Type | Corporation (Aktiengesellschaft) |
---|---|
Industry | Banking Financial services |
Founded | 1854 |
Headquarters | Frankfurt am Main |
Key people | Björn H. Robens, CEO |
Total assets | €18.7 Billion (2009) |
Employees | ca. 2000 (2009) |
Website | www.bhf-bank.com |
BHF-Bank is a German private bank with a high reputation in Germany. It was amongst the leading German investment banks in the 1970s and 1980s, and also held a top position in the foreign exchange market. It is currently owned by Deutsche Bank. The bank also has an international presence, with branches in Luxembourg, Switzerland, the UAE, Egypt and Vietnam.
BHF-Bank was formed on the 1st January 1970 as the Berliner Handels- and Frankfurter Bank from the merger of the Frankfurter Bank (founded in 1854) and the Berliner Handels-Gesellschaft (founded in 1856). It changed its name to BHF-Bank in 1975. Through the 1970s and 1980s it was amongst the three or five leading investment bank in West Germany and also took a top position in the foreign exchange market. The bank also had extensive industrial holdings. Its former senior partner, Hanns Schroeder-Hohenwarth, became the President of the German Banks Association from 1983-1987.

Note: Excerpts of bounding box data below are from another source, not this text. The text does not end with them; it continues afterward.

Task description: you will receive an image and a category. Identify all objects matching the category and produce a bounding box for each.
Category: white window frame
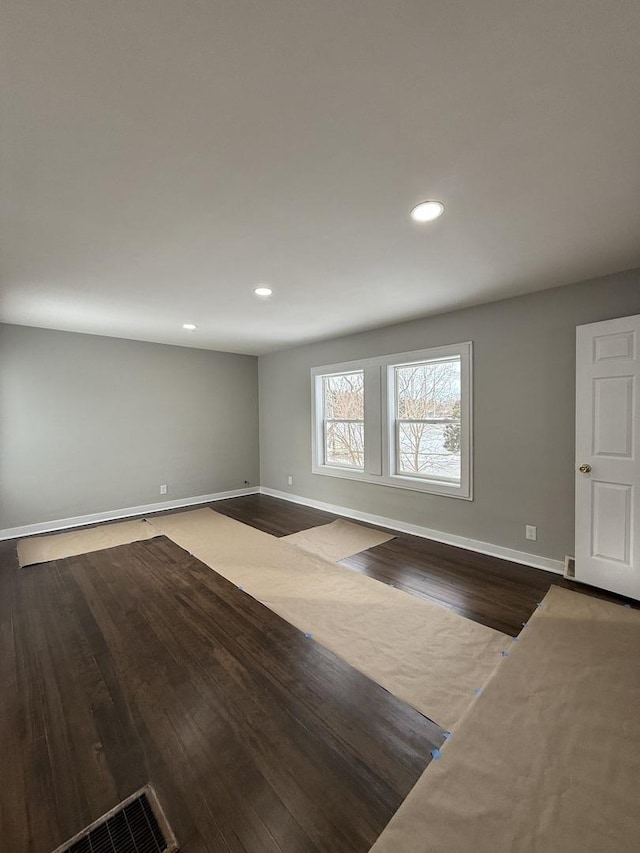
[311,341,473,500]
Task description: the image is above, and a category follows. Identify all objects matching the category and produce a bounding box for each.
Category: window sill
[312,465,473,501]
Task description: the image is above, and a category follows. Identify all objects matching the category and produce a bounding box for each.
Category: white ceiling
[0,0,640,353]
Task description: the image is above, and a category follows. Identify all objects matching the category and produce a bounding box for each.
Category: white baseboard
[0,486,260,541]
[260,486,564,575]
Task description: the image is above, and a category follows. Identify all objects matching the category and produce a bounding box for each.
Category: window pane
[395,356,460,420]
[397,423,461,481]
[322,370,364,421]
[322,370,364,468]
[324,421,364,468]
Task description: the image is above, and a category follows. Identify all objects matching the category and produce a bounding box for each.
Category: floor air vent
[54,786,178,853]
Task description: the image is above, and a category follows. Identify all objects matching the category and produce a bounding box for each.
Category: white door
[575,315,640,599]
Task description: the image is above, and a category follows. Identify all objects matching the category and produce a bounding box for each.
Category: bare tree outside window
[394,358,461,481]
[322,370,364,469]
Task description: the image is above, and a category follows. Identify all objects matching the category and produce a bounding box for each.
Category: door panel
[575,316,640,599]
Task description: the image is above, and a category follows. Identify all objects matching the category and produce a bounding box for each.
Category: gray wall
[0,325,259,529]
[260,270,640,559]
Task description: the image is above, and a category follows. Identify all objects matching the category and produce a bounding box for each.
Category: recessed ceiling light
[253,284,273,296]
[411,201,444,222]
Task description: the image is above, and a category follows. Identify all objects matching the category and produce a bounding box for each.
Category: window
[311,343,471,500]
[322,370,364,471]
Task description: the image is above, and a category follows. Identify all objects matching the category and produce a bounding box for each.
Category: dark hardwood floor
[0,537,442,853]
[0,495,632,853]
[211,495,638,636]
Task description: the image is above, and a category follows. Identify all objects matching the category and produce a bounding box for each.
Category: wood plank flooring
[0,538,442,853]
[211,495,638,636]
[0,495,635,853]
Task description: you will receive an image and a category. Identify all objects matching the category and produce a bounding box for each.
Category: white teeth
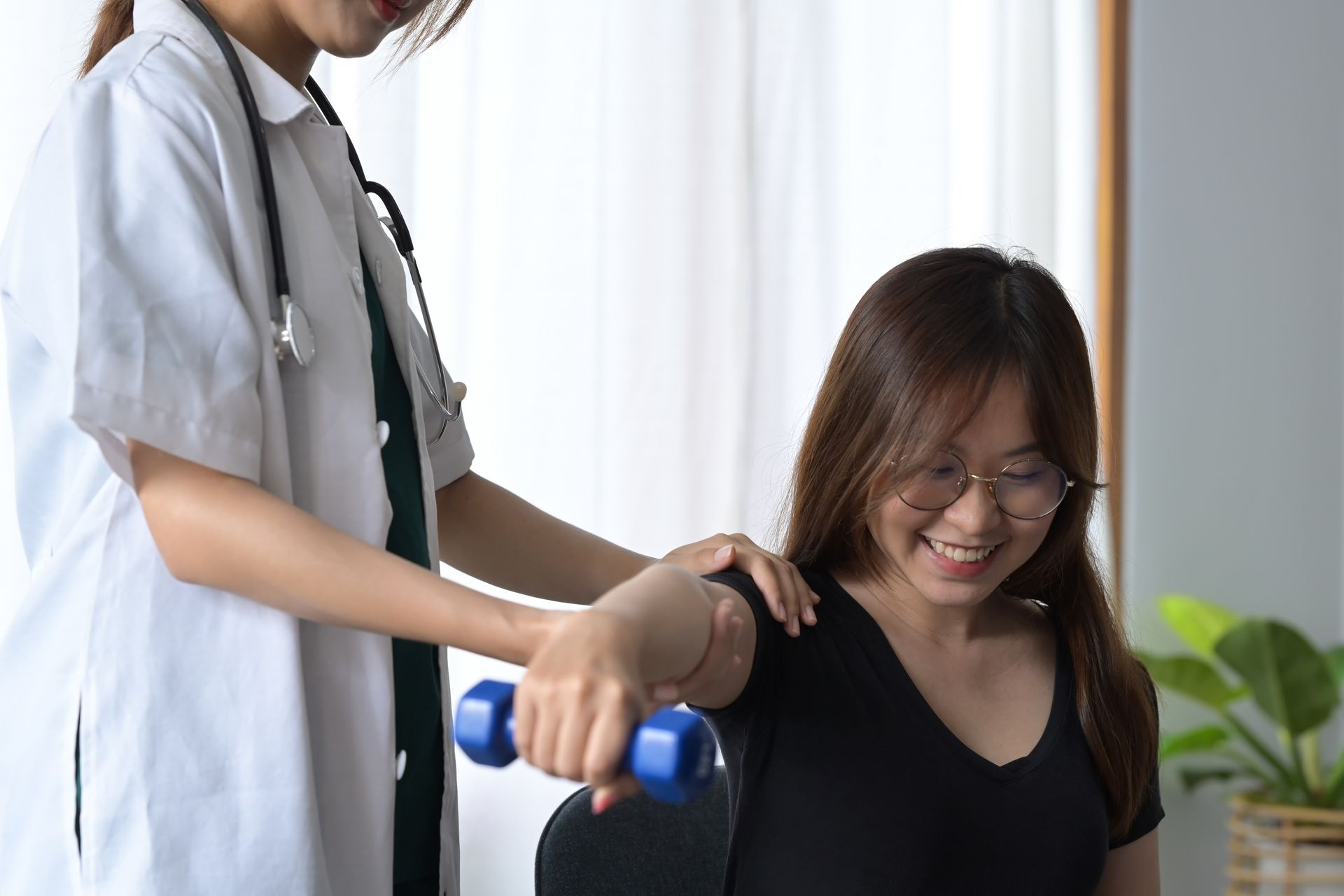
[925,538,997,563]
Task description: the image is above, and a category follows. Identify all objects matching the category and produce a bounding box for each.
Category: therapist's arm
[127,440,551,665]
[434,472,654,603]
[434,472,820,636]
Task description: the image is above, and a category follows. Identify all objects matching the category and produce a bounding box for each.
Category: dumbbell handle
[454,681,714,802]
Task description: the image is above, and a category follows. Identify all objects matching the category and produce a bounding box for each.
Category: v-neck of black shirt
[817,570,1071,782]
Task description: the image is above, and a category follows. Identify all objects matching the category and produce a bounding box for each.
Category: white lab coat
[0,0,472,896]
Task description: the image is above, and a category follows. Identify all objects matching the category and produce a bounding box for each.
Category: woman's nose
[944,479,1002,535]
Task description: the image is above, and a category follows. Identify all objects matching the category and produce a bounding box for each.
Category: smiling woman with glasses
[891,447,1074,520]
[514,247,1163,896]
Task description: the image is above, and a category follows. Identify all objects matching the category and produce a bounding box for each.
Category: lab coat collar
[134,0,314,125]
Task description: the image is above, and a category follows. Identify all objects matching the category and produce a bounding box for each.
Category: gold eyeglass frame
[891,450,1074,522]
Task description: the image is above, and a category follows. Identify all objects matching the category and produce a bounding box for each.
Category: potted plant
[1138,594,1344,896]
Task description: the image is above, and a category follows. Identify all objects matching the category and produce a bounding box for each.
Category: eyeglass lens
[898,451,1068,520]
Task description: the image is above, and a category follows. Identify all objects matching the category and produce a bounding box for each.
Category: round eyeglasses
[891,451,1074,520]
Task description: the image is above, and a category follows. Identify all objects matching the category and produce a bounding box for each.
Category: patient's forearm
[435,473,653,603]
[593,563,715,681]
[132,443,555,664]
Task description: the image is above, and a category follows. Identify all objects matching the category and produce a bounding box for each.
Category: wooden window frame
[1097,0,1129,602]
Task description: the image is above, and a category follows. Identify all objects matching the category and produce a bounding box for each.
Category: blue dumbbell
[454,681,714,804]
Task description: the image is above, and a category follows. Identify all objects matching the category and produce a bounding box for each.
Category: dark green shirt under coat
[360,258,444,895]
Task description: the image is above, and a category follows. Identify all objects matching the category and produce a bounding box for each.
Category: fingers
[593,775,640,816]
[731,535,801,638]
[513,678,643,785]
[543,678,598,780]
[665,532,821,637]
[580,701,640,788]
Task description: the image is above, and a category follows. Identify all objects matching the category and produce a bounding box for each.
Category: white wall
[1124,0,1344,896]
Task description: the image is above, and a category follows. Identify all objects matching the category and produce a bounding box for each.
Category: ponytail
[79,0,136,78]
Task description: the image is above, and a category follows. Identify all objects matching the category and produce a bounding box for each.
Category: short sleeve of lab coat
[12,80,262,482]
[412,317,476,491]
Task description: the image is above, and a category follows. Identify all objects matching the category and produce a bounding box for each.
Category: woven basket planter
[1224,795,1344,896]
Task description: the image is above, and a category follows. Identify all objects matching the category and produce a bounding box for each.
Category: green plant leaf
[1157,594,1242,659]
[1135,650,1247,709]
[1180,769,1250,792]
[1157,725,1228,762]
[1214,620,1338,738]
[1325,645,1344,687]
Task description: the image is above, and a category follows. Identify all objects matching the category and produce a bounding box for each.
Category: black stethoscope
[183,0,466,444]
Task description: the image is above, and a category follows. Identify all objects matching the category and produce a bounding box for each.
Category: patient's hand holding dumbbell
[513,564,716,811]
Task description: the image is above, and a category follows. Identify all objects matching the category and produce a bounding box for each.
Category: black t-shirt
[699,571,1163,896]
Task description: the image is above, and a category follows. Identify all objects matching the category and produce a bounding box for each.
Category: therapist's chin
[313,16,400,59]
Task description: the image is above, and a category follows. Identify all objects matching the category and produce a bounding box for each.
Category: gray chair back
[536,767,729,896]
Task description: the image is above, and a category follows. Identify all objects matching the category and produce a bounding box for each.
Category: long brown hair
[783,247,1157,837]
[79,0,472,78]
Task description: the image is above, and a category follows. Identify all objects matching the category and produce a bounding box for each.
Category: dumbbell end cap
[630,709,715,804]
[453,681,517,769]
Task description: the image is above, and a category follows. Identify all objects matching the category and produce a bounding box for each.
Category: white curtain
[0,0,1096,893]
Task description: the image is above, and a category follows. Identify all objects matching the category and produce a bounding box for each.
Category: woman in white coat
[0,0,816,896]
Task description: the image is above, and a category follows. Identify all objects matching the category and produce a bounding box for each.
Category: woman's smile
[919,535,999,579]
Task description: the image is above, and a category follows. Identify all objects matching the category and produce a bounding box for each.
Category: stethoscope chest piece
[273,295,317,367]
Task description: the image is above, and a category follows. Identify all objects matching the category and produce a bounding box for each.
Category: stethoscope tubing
[183,0,466,444]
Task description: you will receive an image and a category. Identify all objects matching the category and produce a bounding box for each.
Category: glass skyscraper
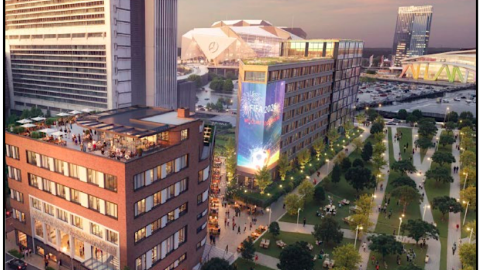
[393,6,433,66]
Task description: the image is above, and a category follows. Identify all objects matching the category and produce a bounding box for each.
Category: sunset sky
[178,0,476,48]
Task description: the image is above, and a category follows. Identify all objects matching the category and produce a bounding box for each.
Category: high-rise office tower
[393,6,433,66]
[5,0,177,112]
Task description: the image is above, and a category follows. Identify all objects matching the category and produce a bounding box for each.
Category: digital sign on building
[237,81,285,171]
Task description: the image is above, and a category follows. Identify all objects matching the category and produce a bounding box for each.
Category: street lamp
[296,208,302,231]
[467,228,473,243]
[353,225,363,248]
[462,201,470,225]
[422,204,430,220]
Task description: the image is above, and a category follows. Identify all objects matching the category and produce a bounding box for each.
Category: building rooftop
[242,56,332,66]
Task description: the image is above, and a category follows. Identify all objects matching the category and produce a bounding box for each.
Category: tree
[298,180,315,206]
[285,193,302,215]
[312,216,343,244]
[361,142,373,161]
[391,186,421,213]
[401,219,439,245]
[278,155,292,181]
[255,166,272,194]
[327,127,340,148]
[412,110,423,119]
[370,123,383,134]
[391,160,417,175]
[397,109,408,120]
[342,157,352,171]
[418,118,438,138]
[297,148,310,170]
[389,175,417,188]
[352,158,364,168]
[313,185,325,202]
[352,138,363,151]
[332,244,362,270]
[222,79,233,92]
[415,137,433,149]
[277,241,314,270]
[445,111,458,123]
[425,166,453,183]
[345,167,376,193]
[460,150,477,167]
[268,221,280,238]
[432,151,456,166]
[201,258,233,270]
[241,238,255,261]
[355,113,367,124]
[439,133,455,146]
[460,243,478,269]
[460,186,477,210]
[312,137,325,159]
[368,234,403,261]
[432,196,462,220]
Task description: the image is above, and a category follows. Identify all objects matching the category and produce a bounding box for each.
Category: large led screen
[237,81,285,171]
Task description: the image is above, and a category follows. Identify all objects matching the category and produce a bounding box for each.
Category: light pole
[463,173,468,189]
[267,208,272,226]
[467,228,473,243]
[353,225,363,248]
[296,208,302,232]
[422,204,430,220]
[462,201,470,225]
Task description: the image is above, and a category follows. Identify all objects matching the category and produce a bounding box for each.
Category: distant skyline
[178,0,477,48]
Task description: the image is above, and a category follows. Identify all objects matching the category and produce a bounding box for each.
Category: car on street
[8,259,27,270]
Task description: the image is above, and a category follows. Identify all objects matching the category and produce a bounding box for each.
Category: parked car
[8,259,27,270]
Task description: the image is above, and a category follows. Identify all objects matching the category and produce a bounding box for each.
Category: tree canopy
[277,241,314,270]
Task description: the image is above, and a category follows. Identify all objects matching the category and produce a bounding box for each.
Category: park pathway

In 1995 the bank went public, changing from a partnership to a corporation.
From 1999 to 2004 it was bought by the dutch ING Group and renamed from 2002 ING BHF-Bank. In the same year it was delisted following the Squeeze out of remain share holders.
In 2004 ING BHF-Bank was split in two, with the larger part comprising the branches and investments being integrated into a newly found BHF-Bank Aktiengesellschaft which was wholly owned by the private bank Sal. Oppenheim.
Sal. Oppenheim was itself taken over by Deutsche Bank in 2010. On the 23 December 2010, Deutsche Bank revealed in a press conference that it had agreed in the key point of the sale of BHF-Bank to the Lichtenstein royal family owned LGT Group.[1]
Since 2002, the BHF-Bank Foundation has awarded every two years the €20,000 Brücke Berlin-Preis for central and east European literature and its outstanding translation into German. Additionally, from 2006, the foundation also sponsors the German Conductor Prize (Deutscher Dirigentenpreis) in cooperation with the Deutscher Musikrat (German Music Council, a member of the International Music Council) and German Symphony Orchestra Berlin.